1953 What British poet has ever claimed such celebrity in America as Dylan Thomas? Certainly not his contemporaries Stephen Spender or W.H. Auden, or any other would-be traveller or settler in the States. Celebrities are sought out for who they are as much as for what they do. So that lets out even Famous Seamus Heaney, whose outstanding work overshadows his amiable and self-depreciating personality.
It was the poet and critic John Malcolm Brinnin who first brought Thomas to America. An admirer of Thomas’s poems, he raised $500 – the equivalent of around $4,500 today – plus his air fare, for him to read his work at a poetry centre he ran in New York, and with his good contacts he was able to arrange for the poet to read at over 40 schools and colleges across the country.
Audiences loved his Byronic exuberance, his sonorous voice, his ‘Welsh lilt’, not knowing that between them Thomas and his schoolmaster father had managed to expunge all traces of his native Swansea from his plummy accent. Byron by day, maybe, more like Borat the Kazakh by night. Exhilarated by his reception, invited to endless drinks parties, he would get drunk and foul-mouthed, playing up to his persona of the troubled romantic, leering at the college girls and offering to suckle their breasts.

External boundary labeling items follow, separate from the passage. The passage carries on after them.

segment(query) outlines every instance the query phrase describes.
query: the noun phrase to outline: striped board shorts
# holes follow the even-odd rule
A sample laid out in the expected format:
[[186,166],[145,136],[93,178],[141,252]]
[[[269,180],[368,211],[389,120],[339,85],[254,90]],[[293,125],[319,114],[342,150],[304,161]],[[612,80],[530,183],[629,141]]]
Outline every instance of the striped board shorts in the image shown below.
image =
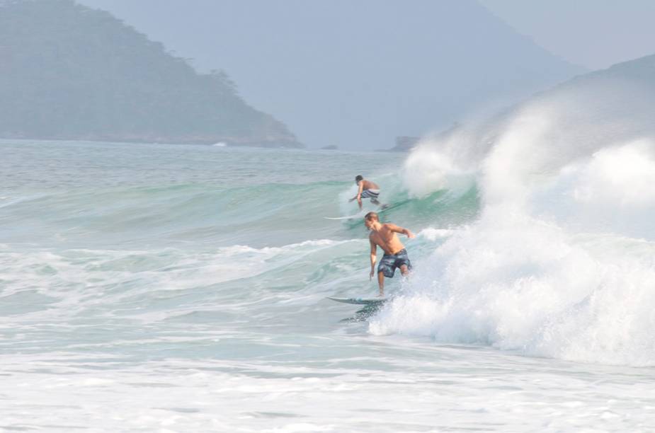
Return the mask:
[[364,190],[362,191],[362,198],[377,198],[380,190]]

Breasts also came into a well-reported incident in Hollywood. Introduced to Shelley Winters, Thomas told the actress that his two ambitions in Hollywood were to ‘touch the titties of a beautiful blonde starlet and to meet Charlie Chaplin’. Winters, then sharing a flat with Marilyn Monroe, invited the poet to dinner. They drank dry martinis out of milk bottles. Winters cooked and Monroe washed up (Marilyn’s idea of making a salad was first to brush each lettuce leaf with a Brillo pad, Winters recalled in her autobiography), then Thomas did indeed get to touch the starlet’s titties, but only with a single finger, one at a time.
Afterwards they drove over to one of Chaplin’s weekly open house parties. With the drunken Thomas fatally at the wheel, they crashed onto Chaplin’s tennis court, into the net. When his hero deprecated his bad behaviour, Thomas strolled out into the solarium and urinated on a large specimen plant.
The truth is, his offended hosts, so smitten by the notion that he was a great creative talent, colluded in the mischief and enjoyed the fun. In all, Thomas visited the US four times between 1950 and 1953 – for ‘flattery, idleness and infidelity’, according to the sour but accurate judgement of his long-suffering wife Caitlin. Besides, the money was good – not least for Brinnin, who, as Thomas’s agent, took a hefty 25 per cent of the poet’s earnings.
Then, just as he was on the verge of signing a contract for future readings and lecture tours for $12,000 a week, the fun ran out. In October 1953, suffering from a chest complaint, he arrived at New York’s Idlewild airport, to be met by Brinnin’s assistant, Liz Reitell, with whom he had started an affair on his third visit. Fatigue and drink exacerbated his condition. Doctors injected him with steroids, then morphine. He fell into a coma. Reitell called an ambulance, which took him to St Vincent’s Hospital. There he died without regaining consciousness.